Pitchfork zakłada tygodnik. Cyfrowy wprawdzie, ale „czerpiący inspirację z designu publikacji drukowanych”. Ma zbierać najciekawsze materiały wrzucane na stronę i dorzucić garść audiowizualnych bajerów na wyłączność. Jak tłumaczy redakcja:
Rytm życia sieci nie ułatwia angażowania się świetną publicystykę, a sam wolumen tekstów publikowanych przez nas każdego tygodnia może przytłaczać. Pitchfork Weekly pozwoli na uważniejszą lekturę, korzystając jednocześnie z multimedialnego bogactwa tabletowych i mobilnych aplikacji.
Dwa lata temu naczelny Pitchforka tłumaczył nam, że sekret portalu polegał na realizowaniu zwykłych obowiązków prasy muzycznej, które ta papierowa jednak srogo zaniedbała. Formą i treścią Pitchfork szedł jednak przeważnie pod prąd tradycji. Skąd więc ten krok wstecz? Bo mimo multimedialnej otoczki, skojarzenia ze starym dziennikarstwem będą nieuniknione.

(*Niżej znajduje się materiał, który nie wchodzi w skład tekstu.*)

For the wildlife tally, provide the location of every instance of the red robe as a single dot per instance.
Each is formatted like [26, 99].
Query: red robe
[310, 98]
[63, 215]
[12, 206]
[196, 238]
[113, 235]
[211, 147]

Zapewne z doskonałej orientacji Pitchforka, kim są – a raczej kim się stają – jego dotychczasowi czytelnicy. Nałogowi klikacze z ambicją przesłuchania i przeczytania wszystkiego zatrudniają się powoli w korporacjach, a po godzinach uczą zmieniać pampersy. Muzyka automatycznie schodzi na drugi plan, a przegląd prasy muzycznej z codziennej rutyny staje weekendowym luksusem. Trzeba się streszczać. O tym, że Pitchfork Weekly celuje w doroślejącą klasę średnią świadczy chociażby wybór sponsora, którym nie jest już poczciwe Converse, lecz Lexus.
Zagadką pozostaje to, czy dostosowawszy się do potrzeb i możliwości lojalnych czytelników poprzez nowy kanał w starym stylu, Pitchfork spróbuje powalczyć o następne pokolenia. Tylko co miałoby to oznaczać? Gdzie są pitchforki dzisiejszych dwudziestolatków? Czy są?
.
„Gdzie są pitchforki dzisiejszych dwudziestolatków? Czy są?”

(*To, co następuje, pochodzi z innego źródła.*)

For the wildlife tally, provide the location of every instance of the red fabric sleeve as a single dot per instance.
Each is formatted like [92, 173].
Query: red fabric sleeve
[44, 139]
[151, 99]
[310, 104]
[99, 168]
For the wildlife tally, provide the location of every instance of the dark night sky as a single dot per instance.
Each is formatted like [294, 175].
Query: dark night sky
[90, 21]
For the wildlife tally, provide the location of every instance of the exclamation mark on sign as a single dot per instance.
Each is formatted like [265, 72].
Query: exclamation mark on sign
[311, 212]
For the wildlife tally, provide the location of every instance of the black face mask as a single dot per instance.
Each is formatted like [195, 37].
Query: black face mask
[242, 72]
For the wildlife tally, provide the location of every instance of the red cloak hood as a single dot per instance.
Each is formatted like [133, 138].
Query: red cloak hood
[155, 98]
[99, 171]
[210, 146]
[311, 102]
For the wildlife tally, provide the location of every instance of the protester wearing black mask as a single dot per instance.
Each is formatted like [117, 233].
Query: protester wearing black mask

Nie wiem, czy faktycznie jest to problem, ale może
a) Obecne portale w zupełności zaspokajają także nieco młodszych czytelników i jeszcze nie czas na natarcie nowego pokolenia, bo go jeszcze nie ma.

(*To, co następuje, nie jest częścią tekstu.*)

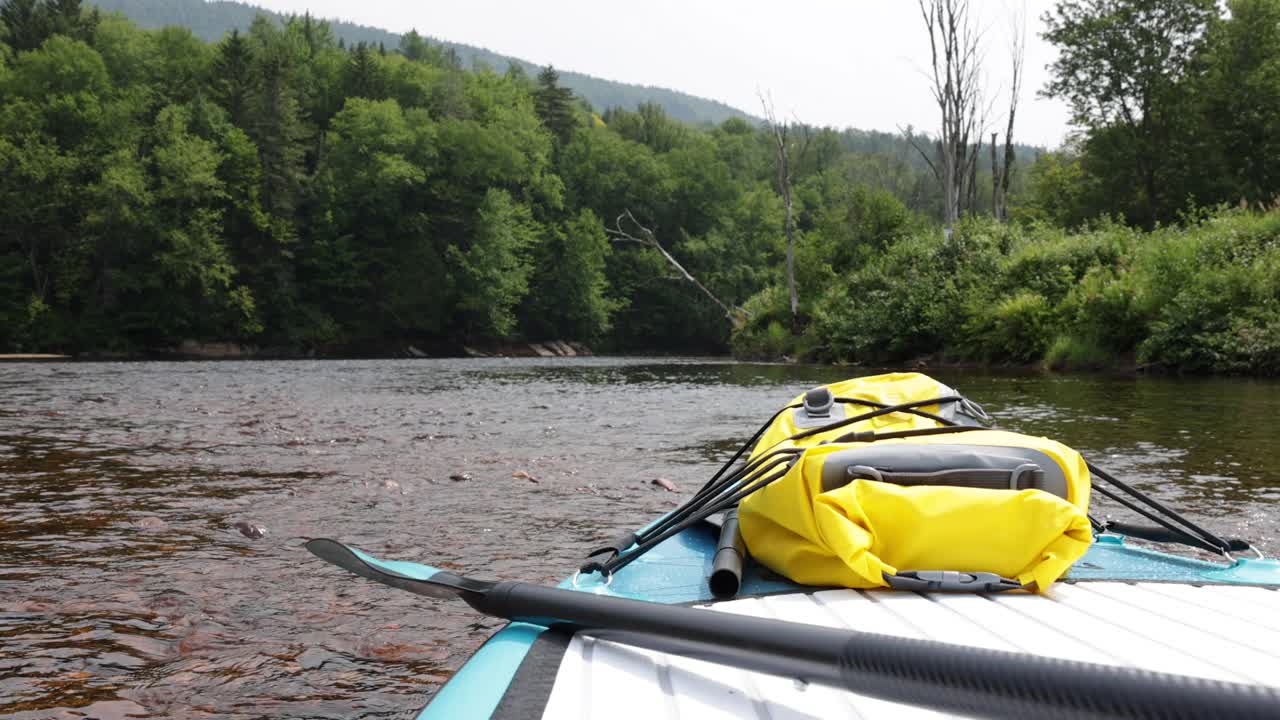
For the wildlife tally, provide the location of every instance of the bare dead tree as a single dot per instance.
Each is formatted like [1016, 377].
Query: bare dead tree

b) Wystarczą im social media, wymiany opinii i rekomendacji na FB, Twitterze itp. Portal jest być może czymś ze starego świata, czymś zupełnie im niepotrzebnym. A jak się zestarzeją, to – w ramach dowartościowania się – założą coś „czerpiące inspirację z designu portali internetowych”.
Teraz podobno ma być i papierowy kwartalnik:
http://thepitchforkreview.com/
Piękne. Najwyraźniej krytyka muzyczna doczekała się własnego boomu winylowego. Reynolds szykuje drugie, rozszerzone wydanie „Retromanii”.
to tylko pozostaje czekać, aż ten boom przyjdzie i nad wisłę ;)
Pierwszy numer półrocznika „Ziemia Niczyja” już w czerwcu. A co do targetu „The Pitchfork Review”:
The sole sponsor for the first year will be Converse, with ads on the front and back inside covers and a couple of pages inside.
Czyli tak jak winyl – dla hipsterki!